As frequentes chuvas que ocorrem na região têm trazido de volta um antigo problema

ambiental: o alto teor de sedimentos (argila, areia, matéria orgânica) sendo transportado

pelas águas dos rios.

A qualidade de sedimentos conduzidos está diretamente relacionada ao uso e

ocupação do solo e à degradação da bacia hidrográfica. Áreas desmatadas, solos

desnudos, movimentos de terra, remoção da mata ciliar e grandes aglomerados urbanos

com imensas áreas impermeabilizadas são os grandes responsáveis pelo carregamento

dos sedimentos até os cursos d’água. Iniciada a precipitação, o solo desprotegido

permite que a água “lave” a superfície, através do chamado escoamento superficial.

Na região litorânea, tais sedimentos têm como destino as praias, afetando

diretamente sua condição de balneabilidade.

Entretanto, outro problema gerado pelos sedimentos em suspensão é a

quantidade de produtos químicos introduzidos na água, na ocasião de seu tratamento

para posterior consumo. A quantidade destes poluentes é proporcional à quantidade de

agente coagulante, geralmente sulfato de alumínio, responsável por “limpar” a água nas

estações de tratamento convencionais.

Os municípios de Itajaí, Balneário Camboriú e Camboriú são abastecidos pela

água retirada dos rios Itajaí-Mirim e Camboriú, tornando-os, também, mananciais de

abastecimento.

Com o objetivo de avaliar o índice de turbidez das águas nos pontos de captação,

e, consequentemente, a quantidade de sulfato de alumínio utilizado nas estações de

tratamento, acadêmicos do curdo de Engenharia Ambiental da Univali estão

desenvolvendo projetos de pesquisa nestes rios.
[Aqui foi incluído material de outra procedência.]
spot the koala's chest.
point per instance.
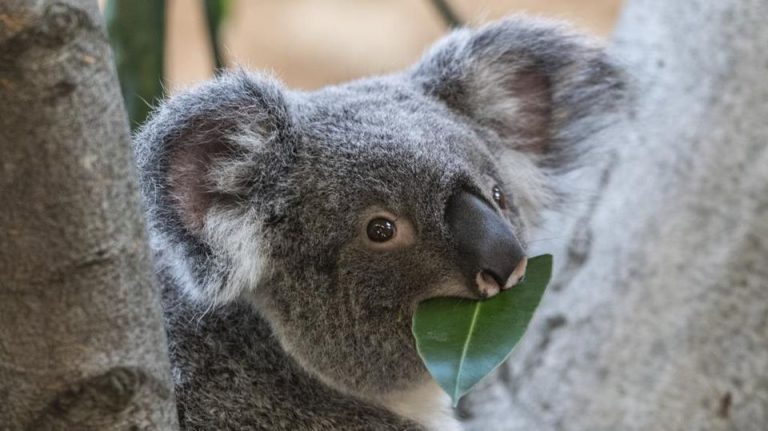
(425, 404)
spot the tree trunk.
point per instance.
(81, 337)
(659, 319)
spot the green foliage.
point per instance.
(461, 341)
(137, 34)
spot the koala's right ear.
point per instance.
(196, 158)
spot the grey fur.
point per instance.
(255, 196)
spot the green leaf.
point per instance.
(462, 340)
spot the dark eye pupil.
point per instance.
(380, 230)
(498, 196)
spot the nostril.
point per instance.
(517, 275)
(487, 285)
(492, 277)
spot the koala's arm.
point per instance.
(231, 374)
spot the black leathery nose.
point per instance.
(482, 237)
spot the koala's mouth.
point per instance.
(488, 285)
(483, 285)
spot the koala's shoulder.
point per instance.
(227, 360)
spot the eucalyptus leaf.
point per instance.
(462, 340)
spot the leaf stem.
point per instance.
(464, 350)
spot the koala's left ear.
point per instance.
(536, 84)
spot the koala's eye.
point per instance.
(498, 197)
(381, 229)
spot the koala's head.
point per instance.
(336, 211)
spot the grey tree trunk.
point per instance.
(82, 344)
(659, 320)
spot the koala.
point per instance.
(296, 231)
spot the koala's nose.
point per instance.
(488, 250)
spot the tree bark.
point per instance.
(82, 344)
(659, 319)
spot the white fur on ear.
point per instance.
(234, 237)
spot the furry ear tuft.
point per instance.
(535, 83)
(196, 157)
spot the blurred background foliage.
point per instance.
(164, 45)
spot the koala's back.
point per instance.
(230, 373)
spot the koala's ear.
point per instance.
(198, 157)
(530, 80)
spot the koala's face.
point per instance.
(335, 212)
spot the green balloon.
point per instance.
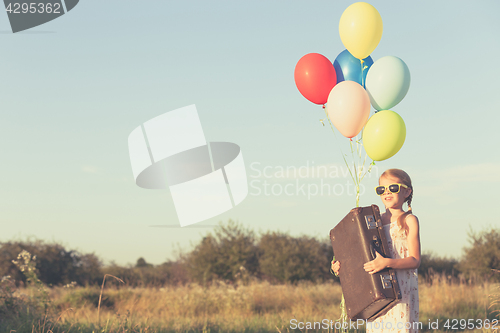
(384, 135)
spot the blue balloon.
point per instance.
(348, 68)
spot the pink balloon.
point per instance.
(348, 107)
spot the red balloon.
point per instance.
(315, 77)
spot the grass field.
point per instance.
(256, 307)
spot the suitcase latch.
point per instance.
(371, 223)
(386, 281)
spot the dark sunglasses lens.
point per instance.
(394, 188)
(380, 190)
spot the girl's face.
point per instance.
(393, 200)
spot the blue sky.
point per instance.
(73, 89)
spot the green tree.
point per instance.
(482, 256)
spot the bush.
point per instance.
(55, 265)
(482, 256)
(431, 264)
(287, 259)
(224, 255)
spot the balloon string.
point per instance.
(362, 76)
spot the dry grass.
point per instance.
(257, 307)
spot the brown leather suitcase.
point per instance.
(355, 240)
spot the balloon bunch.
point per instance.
(353, 81)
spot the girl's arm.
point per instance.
(410, 262)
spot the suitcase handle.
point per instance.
(373, 251)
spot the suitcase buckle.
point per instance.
(371, 223)
(386, 281)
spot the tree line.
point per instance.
(236, 254)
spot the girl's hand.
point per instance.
(376, 265)
(336, 267)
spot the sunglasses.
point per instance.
(394, 188)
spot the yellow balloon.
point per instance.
(360, 29)
(384, 135)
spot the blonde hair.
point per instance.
(404, 179)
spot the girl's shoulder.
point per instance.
(412, 221)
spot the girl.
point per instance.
(402, 231)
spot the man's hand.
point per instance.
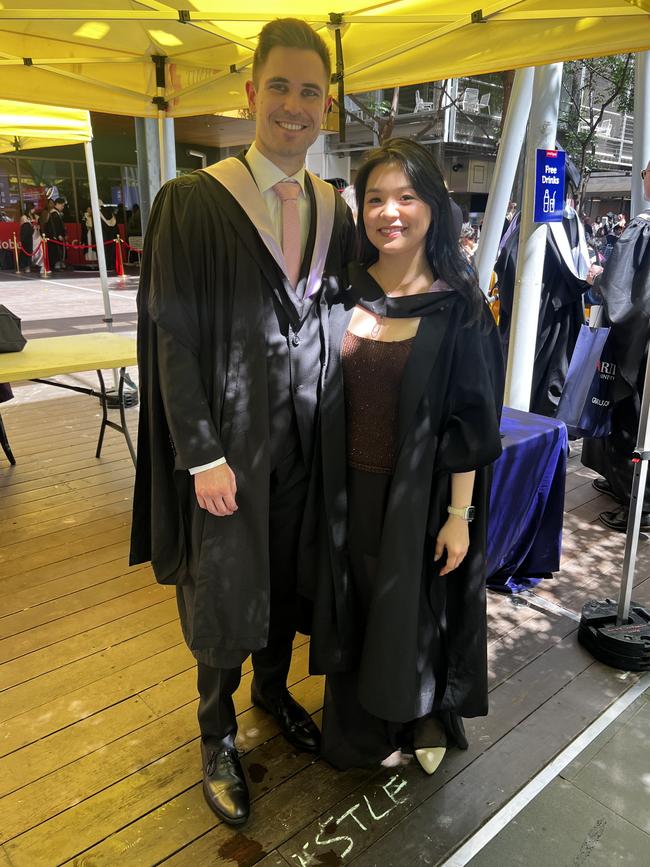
(454, 536)
(215, 490)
Dados preliminares apontam as águas do rio Itajaí-Mirim sendo agentes

tranportadores de maior quantidade de sedimentos quando comparados com os índices

já obtidos para o rio Camboriú. Esta diferença está relacionada com a área da bacia

hidrográfica à montante da captação, o número de municípios pertencentes à mesma e o

índice de precipitação ocorrido sobre a bacia.

O maior problema verificado pelo uso indiscriminado de sulfato de alumínio nas

estações de tratamento de água é a assimilação do produto remanescente pelo

organismo, isto é, a ingestão de quantidade excessivas deste produto pode acarretar

sérios danos à saúde da população. Ainda: em estações de tratamento de água

convencionais, o sulfato de alumínio, aderido às partículas do sedimento removido da

água durante sua “limpeza”, é lançado nos corpos d’água à jusante, comprometendo-os

significativamente.

Uma vez que tratar a água se faz necessário, e que o uso de produtos químicos

durante o tratamento e indispensável, cabe à população a conscientização do uso e

ocupação do solo nas bacias hidrográficas, principalmente quando seus cursos d’água

são também mananciais de abastecimento, uma vez que deles é retirada a água que

consumimos.

E, às autoridades locais, cabe uma intensa atuação fiscalizatória, com o

propósito de proibir assentamentos irregulares, implantação de loteamentos não


licenciados, desmatamentos e grandes movimentos de terra, muitas vezes

desnecessários, além de injustificáveis.


Balneário Camboriú, 19 de abril de 2003.

Artigo publicado no Jornal Página 3.